Correlations between milling conditions and iron contamination, microstructure and hardness of mechanically alloyed cubic BN particle reinforced NiCrAl matrix composite powders

Contamination from milling vials and grinding balls is one of the major problems for mechanically alloyed materials especially when brittle hard components are included. In this study, 40 vol.% cubic BN/NiCrAl alloy composite, a typical example in ductile-brittle materials system, was prepared by mechanical alloying (MA) process. To minimize iron contamination arising from the stainless steel milling medium, two types of precautions, including coating NiCrAl alloy on milling medium surface by mechanical milling and a novel 'step-fashion' MA method, were employed.

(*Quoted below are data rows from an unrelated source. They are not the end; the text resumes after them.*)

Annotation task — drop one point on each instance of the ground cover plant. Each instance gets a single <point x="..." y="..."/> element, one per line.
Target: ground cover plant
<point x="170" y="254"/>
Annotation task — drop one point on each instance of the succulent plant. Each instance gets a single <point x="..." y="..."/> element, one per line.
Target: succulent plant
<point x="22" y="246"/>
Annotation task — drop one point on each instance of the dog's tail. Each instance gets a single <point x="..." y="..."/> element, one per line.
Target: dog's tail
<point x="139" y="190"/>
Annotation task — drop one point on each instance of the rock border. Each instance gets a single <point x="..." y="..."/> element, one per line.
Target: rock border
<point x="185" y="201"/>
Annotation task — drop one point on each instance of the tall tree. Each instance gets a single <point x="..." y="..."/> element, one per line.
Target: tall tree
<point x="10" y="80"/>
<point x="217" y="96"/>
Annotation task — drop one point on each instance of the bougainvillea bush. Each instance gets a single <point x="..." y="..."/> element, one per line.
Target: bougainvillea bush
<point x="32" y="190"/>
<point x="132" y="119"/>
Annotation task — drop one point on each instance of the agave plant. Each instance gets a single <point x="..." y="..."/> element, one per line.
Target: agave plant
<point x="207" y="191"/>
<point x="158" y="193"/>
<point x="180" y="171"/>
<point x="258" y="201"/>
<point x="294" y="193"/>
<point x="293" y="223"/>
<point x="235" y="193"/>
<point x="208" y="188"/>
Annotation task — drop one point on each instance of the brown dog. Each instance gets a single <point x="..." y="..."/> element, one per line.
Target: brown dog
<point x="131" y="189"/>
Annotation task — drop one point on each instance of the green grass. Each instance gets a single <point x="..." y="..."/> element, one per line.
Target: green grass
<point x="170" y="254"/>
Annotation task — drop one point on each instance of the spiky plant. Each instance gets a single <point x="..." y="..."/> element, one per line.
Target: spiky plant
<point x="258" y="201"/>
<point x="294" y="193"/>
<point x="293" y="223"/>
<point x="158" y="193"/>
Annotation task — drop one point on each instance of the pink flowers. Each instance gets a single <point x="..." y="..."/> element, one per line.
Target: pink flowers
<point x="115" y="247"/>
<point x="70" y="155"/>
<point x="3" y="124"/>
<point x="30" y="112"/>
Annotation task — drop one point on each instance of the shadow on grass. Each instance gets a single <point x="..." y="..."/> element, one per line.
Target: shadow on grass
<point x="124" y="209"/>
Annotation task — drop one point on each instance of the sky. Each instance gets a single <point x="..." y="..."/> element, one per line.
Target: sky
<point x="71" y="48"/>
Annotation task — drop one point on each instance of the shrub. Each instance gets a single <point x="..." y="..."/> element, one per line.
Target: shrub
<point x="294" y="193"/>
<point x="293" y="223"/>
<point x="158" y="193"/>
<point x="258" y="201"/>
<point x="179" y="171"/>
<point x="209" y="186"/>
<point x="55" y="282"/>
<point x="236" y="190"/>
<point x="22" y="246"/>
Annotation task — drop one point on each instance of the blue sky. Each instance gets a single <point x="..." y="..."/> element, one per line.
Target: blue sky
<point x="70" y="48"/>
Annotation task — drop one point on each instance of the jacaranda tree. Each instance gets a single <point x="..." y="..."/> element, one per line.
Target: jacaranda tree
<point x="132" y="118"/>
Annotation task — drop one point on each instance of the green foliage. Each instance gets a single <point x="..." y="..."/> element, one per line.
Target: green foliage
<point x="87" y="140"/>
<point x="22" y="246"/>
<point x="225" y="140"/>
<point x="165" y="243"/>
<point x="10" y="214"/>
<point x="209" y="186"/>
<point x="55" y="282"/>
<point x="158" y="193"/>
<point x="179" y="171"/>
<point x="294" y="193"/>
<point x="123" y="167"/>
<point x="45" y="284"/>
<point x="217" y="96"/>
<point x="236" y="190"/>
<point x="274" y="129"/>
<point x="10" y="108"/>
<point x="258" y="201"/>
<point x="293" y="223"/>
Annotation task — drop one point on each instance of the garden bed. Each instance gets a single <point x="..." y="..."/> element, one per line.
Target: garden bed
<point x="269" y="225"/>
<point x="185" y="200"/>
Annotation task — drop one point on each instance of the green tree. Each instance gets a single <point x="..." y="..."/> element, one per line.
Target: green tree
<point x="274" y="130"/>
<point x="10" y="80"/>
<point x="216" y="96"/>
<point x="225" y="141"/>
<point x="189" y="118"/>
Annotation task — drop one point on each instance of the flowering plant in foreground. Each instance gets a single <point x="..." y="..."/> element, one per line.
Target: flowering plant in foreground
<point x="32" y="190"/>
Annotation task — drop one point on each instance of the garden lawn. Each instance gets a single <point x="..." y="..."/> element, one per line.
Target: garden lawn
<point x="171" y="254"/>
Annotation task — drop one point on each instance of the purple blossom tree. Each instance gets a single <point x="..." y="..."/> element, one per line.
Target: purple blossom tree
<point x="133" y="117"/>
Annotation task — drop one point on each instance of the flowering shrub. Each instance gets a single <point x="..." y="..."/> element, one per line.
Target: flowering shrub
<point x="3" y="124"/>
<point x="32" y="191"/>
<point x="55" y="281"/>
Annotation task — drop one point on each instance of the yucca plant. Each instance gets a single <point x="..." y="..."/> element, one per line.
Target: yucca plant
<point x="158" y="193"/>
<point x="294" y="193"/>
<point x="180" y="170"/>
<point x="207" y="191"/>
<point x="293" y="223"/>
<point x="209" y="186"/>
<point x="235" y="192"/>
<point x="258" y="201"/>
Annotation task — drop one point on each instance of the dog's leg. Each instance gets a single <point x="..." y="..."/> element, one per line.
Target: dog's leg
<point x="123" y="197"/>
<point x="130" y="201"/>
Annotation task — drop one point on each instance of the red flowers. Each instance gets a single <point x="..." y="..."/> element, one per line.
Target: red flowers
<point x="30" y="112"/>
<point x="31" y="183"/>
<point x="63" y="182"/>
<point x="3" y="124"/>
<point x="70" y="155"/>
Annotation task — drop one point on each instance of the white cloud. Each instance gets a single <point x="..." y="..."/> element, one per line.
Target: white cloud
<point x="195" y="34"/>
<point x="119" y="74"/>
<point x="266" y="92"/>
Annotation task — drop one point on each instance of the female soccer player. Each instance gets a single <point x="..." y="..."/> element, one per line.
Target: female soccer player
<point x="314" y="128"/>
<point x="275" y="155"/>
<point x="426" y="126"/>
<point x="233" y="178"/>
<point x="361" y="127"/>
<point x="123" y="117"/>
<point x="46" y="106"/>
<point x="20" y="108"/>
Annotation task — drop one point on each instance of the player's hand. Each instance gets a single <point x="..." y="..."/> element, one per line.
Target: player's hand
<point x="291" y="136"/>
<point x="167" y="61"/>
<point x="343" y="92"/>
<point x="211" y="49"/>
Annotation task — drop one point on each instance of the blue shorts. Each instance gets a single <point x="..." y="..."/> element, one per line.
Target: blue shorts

Without any approaches, a high iron content of 10.9 wt.% was yielded. After coating a ∼20 μm thick NiCrAl layer on milling medium surface, the iron contamination was decreased to 7.3 wt.% because the coated NiCrAl layer played an important role in preventing the milled powders from directly tearing and wearing the milling medium. By the 'step-fashion' MA method, the iron contamination was reduced to 4.4 wt.%. Combining these two pretreatments, a low iron content of 2.2 wt.% was achieved. After 40 h of milling, crystals of NiCrAl matrix for powders prepared under all of the conditions were refined to be sizes of 30-40 nm. Furthermore, by the 'step-fashion' milling method, NiCrAl powders exhibited an enhanced ability to incorporate more cBN ceramic dispersoids. As many as 40 vol.% of cBN was embedded into NiCrAl matrix for composite powders prepared by the 'step-fashion' method and thus resulted in a high hardness of ∼1150 HV. However, powders prepared by conventional method incorporated only 20 vol.% of cBN and exhibited a relative low hardness of 800 HV. To make clear the mechanisms that how milling conditions actually influence the iron contamination level, the interactions between milled powders and milling medium during MA were also investigated.